まるでスマランだけが例外みたいに書く〔事実3〕のウソ

文中の赤は私
 
事実3
しかしながら、規律違反の例があったことも確かである。
例えば、オランダ領東インド(現在のインドネシア)、スマラン島
 
 スマランは島の名前ではなく都市名 
 
では、ある陸軍部隊がオランダ人若い女性の一団を強制的に拉致し「慰安所」で働かせていた。
しかし、この事件が明らかになった時点で、この慰安所は軍の命令により閉鎖され、責任のある将校は処罰された。
 
ほとんど処罰されていない。その後昇進している。首謀者の一人である野崎清次少将は1944年には旅団長になり、45年3月には中将となっている。どこに処罰した跡があるんだ?

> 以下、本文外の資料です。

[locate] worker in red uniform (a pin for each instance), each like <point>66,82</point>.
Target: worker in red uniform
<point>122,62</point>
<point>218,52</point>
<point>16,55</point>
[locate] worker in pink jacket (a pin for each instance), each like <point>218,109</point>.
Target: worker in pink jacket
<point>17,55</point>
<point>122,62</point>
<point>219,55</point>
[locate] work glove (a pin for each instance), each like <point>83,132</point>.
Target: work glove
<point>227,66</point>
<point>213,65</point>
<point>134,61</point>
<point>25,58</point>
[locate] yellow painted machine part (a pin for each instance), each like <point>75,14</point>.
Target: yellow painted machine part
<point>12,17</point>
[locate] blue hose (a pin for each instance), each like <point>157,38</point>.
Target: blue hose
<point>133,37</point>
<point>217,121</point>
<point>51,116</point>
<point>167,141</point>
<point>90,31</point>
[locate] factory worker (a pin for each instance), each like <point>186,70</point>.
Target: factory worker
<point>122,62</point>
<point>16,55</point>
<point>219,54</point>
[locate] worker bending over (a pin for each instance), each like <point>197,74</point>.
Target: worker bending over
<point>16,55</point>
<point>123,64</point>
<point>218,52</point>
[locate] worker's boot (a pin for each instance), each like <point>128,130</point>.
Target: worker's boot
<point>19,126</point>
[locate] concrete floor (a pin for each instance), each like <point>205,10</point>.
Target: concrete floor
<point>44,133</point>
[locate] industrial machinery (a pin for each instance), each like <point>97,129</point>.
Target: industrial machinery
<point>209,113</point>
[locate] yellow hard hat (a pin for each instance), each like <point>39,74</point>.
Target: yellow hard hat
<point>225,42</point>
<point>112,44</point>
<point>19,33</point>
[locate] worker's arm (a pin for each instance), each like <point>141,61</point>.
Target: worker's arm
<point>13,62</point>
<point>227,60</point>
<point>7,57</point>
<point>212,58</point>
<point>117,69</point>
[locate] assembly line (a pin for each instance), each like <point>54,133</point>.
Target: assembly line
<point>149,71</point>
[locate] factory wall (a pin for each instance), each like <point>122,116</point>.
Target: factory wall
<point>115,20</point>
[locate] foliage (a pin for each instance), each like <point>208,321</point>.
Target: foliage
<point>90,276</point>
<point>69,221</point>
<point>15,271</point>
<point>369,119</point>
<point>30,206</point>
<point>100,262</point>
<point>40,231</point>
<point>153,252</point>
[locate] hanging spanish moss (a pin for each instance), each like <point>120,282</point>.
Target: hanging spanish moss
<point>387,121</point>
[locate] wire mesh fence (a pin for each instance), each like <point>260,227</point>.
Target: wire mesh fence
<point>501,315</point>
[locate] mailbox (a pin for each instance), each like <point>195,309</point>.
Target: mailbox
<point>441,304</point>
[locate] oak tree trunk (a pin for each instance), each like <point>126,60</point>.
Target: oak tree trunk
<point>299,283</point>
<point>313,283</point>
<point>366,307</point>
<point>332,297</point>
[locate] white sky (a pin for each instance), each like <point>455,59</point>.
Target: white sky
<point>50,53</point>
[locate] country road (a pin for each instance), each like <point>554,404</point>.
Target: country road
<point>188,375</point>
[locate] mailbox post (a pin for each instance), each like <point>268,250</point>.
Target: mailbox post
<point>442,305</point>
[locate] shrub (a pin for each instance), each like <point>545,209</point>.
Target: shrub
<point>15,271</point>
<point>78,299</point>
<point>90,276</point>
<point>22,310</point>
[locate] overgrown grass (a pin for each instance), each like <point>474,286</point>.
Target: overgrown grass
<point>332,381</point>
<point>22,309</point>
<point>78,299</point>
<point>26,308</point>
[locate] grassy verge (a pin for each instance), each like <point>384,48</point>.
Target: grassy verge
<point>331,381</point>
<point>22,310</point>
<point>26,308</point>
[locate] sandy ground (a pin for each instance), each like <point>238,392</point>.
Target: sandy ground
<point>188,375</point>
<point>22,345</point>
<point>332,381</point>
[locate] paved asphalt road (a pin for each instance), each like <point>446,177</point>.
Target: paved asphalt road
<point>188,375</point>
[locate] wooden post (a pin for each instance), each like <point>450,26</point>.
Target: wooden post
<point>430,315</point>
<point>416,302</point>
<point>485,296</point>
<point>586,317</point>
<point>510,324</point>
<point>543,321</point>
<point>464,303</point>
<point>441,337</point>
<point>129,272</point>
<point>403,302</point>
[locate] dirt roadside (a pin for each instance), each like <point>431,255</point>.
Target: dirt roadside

これらの戦争犯罪に関与した者はその後オランダ法廷で裁判にかけられ、死刑を含む重い判決を受けた。
 
 
(まで)


以下解説である

 

スマラン慰安所事件は、すでに有名なので、さすがに無視する事はできなかったらしい。
この事件は、オランダ抑留所の女性24人余を連行し、強姦した上売春を強制した事件である。その後逃げ出した2名は警察につかまり連れ戻されている。1名は精神病院に、1名は自殺未遂、1名は妊娠中絶したことが分かっている。
しかし、スマランはけっして例外ではない。
 
事実3 では、この事件が唯一の例外みたいに書いているが、日本軍の強姦・監禁はしばしば起こった事件であった。
 
 
 
                  1、 オランダ政府報告
 
1994年のオランダ政府報告書によると、インドネシアには他に6件の強制慰安婦問題(監禁+レイプ)が起こっている。
ブロラのケース
マゲランのケース
スマラン→スラバヤ(フローレス島)ケース
シトボンドの憲兵による4人監禁強姦事件(2名は自殺をはかった)
ボンドウオソのホテルのケース
マランのケース(憲兵が監禁)
 
また以下は東京裁判の際にオランダが提出した資料である。
 
日本海軍占領期間中蘭領東印度西部ボルネオニ於ケル強制売淫行為ニ関スル報

 1943年ノ前半ニ「ポンチァナツク」(Pontianak、日本語表記は、ポンチャナックとも)海軍守備隊司令海軍少佐ウエスギ・ケイメイ/UESUGI KEIMEI/、(同人ハ1943年8月頃日本ニ帰国シタリ抑留ヲ要求シ置ケリ)ハ、日本人ハ、インドネシア或ハ中国ノ婦人ト親密ナル関係ヲ結ブベカラズ、トイフ命令ヲ発シマシタ。当時、全テノ欧州婦人ト、事実上全テノ印度系欧羅巴婦人ハ、抑留サレテ居マシタ。彼ハ同時ニ公立性慰安所ヲ設立スルヤウ命令ヲ出シマシタ。是等ノ性慰安所ハ、2種ニ分類スルコトニナツテ居マシタ。即チ3ヶ所ハ海軍職員専用5,6ヶ所ハ一般人用デ其ノ中ノ1ヶ所ハ海軍民政部ノ高等官用ニ当テラレマシタ。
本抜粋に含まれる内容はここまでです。